Wilkinson v. Wilkinson

JAMES D. CLEMENS, Special Commissioner.

This case presents the unique issue of the wife’s right to share in her husband’s potential but yet unripened pension benefits. That is now the only issue.

The parties had been married in September, 1976 and their marriage was dissolved nine and a half years later. Husband has been employed by the state’s Highway Patrol. Thereby he was eventually to become entitled to $1,721 monthly retirement pay. These rights to eventual retirement benefits were to accrue only after he had been employed by the Highway Patrol for ten years.

The issue before us is the present value of husband’s pension rights. Appellant-wife contends that is $20,782 or $40,212, depending on whether the husband eventually retires at age 55 or 65.

Husband here contends the present pension value is zero, unless and until he meets the initial ten-year employment requirement. However, by his brief husband waives this contention. The trial court ruled the present value of the pension plan was $1,113.40 and by its decree that the pension be awarded to husband subject to his payment of $556.70 to his wife.

We summarize the relevant testimony. First, wife’s witness, economics professor Larry G. Cox, conceded husband’s employment has been for only 8.46 years and his retirement plan would not vest until he had ten years of employment and until vesting the potential retirement plan had no value.

Husband’s witness, Bruce A. Reng, was veteran chief counsel for the employer Highway Department and testified its retirement system was a “defined benefit plan”; and until husband had ten years of employment the retirement plan had no value; but assuming the plan has vested the monthly retirement benefits would be $259 monthly, fully funded by the State.

*37Wife now contends the motion court should have given her judgment for half the retirement benefits the husband will eventually earn.

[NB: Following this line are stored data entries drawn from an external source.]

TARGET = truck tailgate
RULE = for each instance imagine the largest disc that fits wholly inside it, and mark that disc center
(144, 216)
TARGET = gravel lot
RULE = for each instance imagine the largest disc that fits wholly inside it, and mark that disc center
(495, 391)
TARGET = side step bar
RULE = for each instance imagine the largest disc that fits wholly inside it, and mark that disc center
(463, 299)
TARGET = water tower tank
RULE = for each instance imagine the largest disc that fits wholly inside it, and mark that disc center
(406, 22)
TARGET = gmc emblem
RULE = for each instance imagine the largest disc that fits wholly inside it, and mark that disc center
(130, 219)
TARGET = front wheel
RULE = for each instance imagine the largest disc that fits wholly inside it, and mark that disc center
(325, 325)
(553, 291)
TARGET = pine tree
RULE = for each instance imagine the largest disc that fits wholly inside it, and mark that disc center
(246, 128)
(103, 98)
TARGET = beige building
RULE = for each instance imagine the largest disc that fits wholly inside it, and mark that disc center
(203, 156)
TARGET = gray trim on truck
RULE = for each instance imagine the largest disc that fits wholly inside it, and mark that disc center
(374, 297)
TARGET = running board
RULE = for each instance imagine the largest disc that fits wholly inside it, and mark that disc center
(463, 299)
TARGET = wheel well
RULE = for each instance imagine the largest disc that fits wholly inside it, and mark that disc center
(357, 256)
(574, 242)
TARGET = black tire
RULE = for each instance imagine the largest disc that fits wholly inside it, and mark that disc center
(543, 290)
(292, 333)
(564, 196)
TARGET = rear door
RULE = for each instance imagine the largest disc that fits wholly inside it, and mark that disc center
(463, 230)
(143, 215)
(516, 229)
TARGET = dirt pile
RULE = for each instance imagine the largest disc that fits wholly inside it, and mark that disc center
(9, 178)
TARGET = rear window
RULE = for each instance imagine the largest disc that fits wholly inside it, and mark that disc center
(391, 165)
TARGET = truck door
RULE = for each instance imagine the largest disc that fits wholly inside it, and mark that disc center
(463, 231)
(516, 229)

Upon submission the motion court denied this and ruled:

“Since Respondent is now 32 and will not attain age 60 until the year 2013 A.D., this does not appear to be an appropriate case to provide for payment to the Petitioner of a percent of the retirement pay commencing in the year 2013,.... The case is more appropriate for a determination of the present value of the pension plan and an immediate full and final division of it without any contingencies.... If Mr. Wilkinson should leave his employment for any reason before the ten years has accrued, there will be no benefits for either of the parties and this risk must be considered. The pension plan here is 84.6% vested and applying that percentage against the ‘present value’ of $1,316.04 a final ‘marital property’ value is established of $1,113.40. The Court thus finds that the marital property value of the pension plan is in the amount of $1,113.40 and finds that it would be appropriate that one-half thereof he awarded to the Petitioner. IT WILL THEREFORE BE ORDERED that the Missouri Highway Patrol Pension Benefits be set aside to the husband as his sole and separate property subject to his payment to the Petitioner of the sum of $556.70.

The controlling principles now before us were initially ruled in Kuchta v. Kuchta, 636 S.W.2d 663 (Mo. banc 1982). That case concerned a couple’s post-dissolution rights in the husband’s retirement pension rights. The Court declared:

A spouse’s retirement benefits may often be the most valuable asset belonging to a married couple.... making it certain that in many such proceedings the past, but now dissipated, hopes of the spouses to enjoy together the future benefits of a pension plan constituted their greatest asset. As has been so often said, a pension is not earned on the last day of employment prior to retirement, but ‘is a form of deferred compensation which is attributable to the entire period in which it was accumulated.’ (citation omitted). ...
§ 452.330, as heretofore quoted, provides that marital property may be divided ‘in such proportions as the court deems just after considering all relevant factors ...’ and, we cannot with any degree of certainty declare that the result reached was not equitable and just. Id. at 664, 666-667.

Upon a challenge that a lower court ruling was an abuse of discretion, we bear in mind our appellate role in ruling thereon. In Beckman v. Beckman, 545 S.W.2d 300[1] (Mo.App.1976) the court ruled:

An abuse of discretion is an erroneous finding and judgment which is clearly contrary to the facts and circumstances before the court — a judicial act which is untenable and clearly against reason and which works an injustice, (citation omitted). Id. at 301.

We hold the appellant-wife has not carried this burden.

Affirmed.

KAROHL, P.J., and GARY M. GAERTNER, J., concur.